Like many expectant mothers, Gina Conley is nervous. But there is a lot more to worry about these days, with a virulent outbreak overwhelming hospitals and convincing pregnant women to opt for the relative safety of a home birth.
"I won't have to go to a hospital where there are potentially a lot of sick people and staff that have been exposed to the coronavirus," says the 32-year-old from North Carolina.
The pandemic has torn through one country after another, laying waste to economies, roiling public institutions and notching around 400,000 infections in the United States -- more than 12,000 of them fatal.
As hospital wards become battlefields in the war against this looming threat, choosing where to give birth is a quandary many expectant mothers did not expect to have to face.
Fear of infection, staff and drug shortages, and increasingly strict rules on visitors are leading more and more women to consider shunning hospitals.
But soon-to-be moms must weigh fears for their newborns and worries over their own health with the prohibitive cost of having a baby at home.
Conley, who is seven months pregnant, said she will pay more than $4,000 to cover the services associated with a home birth, the largest of which is typically the midwife.
"It's definitely not cheap but having the birth experience that we want, with a lot less anxiety -- we felt like it was worth it," the fitness coach told AFP.
Home births are considered "out of network" under many plans in the byzantine US health insurance ecosphere, and couples are rarely lucky enough to be fully covered.
Ashley Esposito, a 35-year-old data specialist from the East Coast port city of Baltimore, expects to fork out up to $8,000 up front.
"Paying all that chunk of money, especially given the financial situation, you know -- there are people from my husband's job who were laid off," Esposito told AFP.
"Nothing is, like, 100 percent guaranteed." Esposito has added her name to a list of 1,300 people who have signed a petition urging health insurers in the state of Maryland to provide better coverage of home births.
Like many soon-to-be moms, she worries about new anti-infection rules adopted by some hospitals that limit the number of people who can be in the delivery room. "This is our first healthy baby so my husband not being there is not an option for me," said Esposito, who used in vitro fertilization after two miscarriages.
In New York, hospitals had barred husbands or partners from delivery rooms until Governor Andrew Cuomo stepped in last month and signed a decree stating no women had to give birth alone.
Jordan Perez, 30, will soon reach full term in Homer, Alaska, where she decided to have her baby at home.
"I've always wanted to have a home birth but before the virus happened, my midwife team didn't offer home birth," said Perez, who sells cosmetic products.
"I think about a week ago, they said, 'OK, let's go for it.
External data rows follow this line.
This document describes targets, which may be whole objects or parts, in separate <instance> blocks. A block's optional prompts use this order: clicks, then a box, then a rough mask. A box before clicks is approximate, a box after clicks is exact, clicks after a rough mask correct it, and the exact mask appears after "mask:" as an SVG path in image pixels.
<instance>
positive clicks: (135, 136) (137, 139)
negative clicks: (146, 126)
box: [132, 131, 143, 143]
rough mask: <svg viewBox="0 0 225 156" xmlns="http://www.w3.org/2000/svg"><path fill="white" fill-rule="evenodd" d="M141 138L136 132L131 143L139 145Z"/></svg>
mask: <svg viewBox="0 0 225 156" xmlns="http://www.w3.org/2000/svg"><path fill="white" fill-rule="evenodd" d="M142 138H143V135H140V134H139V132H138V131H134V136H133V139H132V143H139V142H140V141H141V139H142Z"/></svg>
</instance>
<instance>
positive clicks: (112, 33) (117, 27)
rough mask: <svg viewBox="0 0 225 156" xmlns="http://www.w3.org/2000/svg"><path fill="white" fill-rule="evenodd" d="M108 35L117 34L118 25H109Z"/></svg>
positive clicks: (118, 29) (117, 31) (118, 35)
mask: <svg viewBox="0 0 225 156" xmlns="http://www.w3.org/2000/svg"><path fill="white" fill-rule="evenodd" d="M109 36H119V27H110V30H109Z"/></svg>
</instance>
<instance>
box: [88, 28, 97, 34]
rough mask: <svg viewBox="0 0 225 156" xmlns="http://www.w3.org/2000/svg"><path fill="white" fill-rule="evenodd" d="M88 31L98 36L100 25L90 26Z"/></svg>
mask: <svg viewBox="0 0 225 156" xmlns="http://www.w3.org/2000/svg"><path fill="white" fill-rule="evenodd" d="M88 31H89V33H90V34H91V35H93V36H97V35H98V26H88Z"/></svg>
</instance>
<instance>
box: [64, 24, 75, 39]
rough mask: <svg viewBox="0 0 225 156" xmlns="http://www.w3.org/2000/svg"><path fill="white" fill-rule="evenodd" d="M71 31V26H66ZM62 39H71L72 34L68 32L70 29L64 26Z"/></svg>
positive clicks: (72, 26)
With the virus that's happening, we can make it happen,'" she added.
With health services bracing for worse to come in a crisis of historic proportions, the American College of Obstetricians and Gynecologists says hospitals remain safe places to give birth.
Nevertheless, midwives are struggling to cope with the sudden boom in demand for their expertise in home births.
Of roughly 12,000 certified nurse midwives and midwives in America, an estimated 3,000 practice outside hospitals.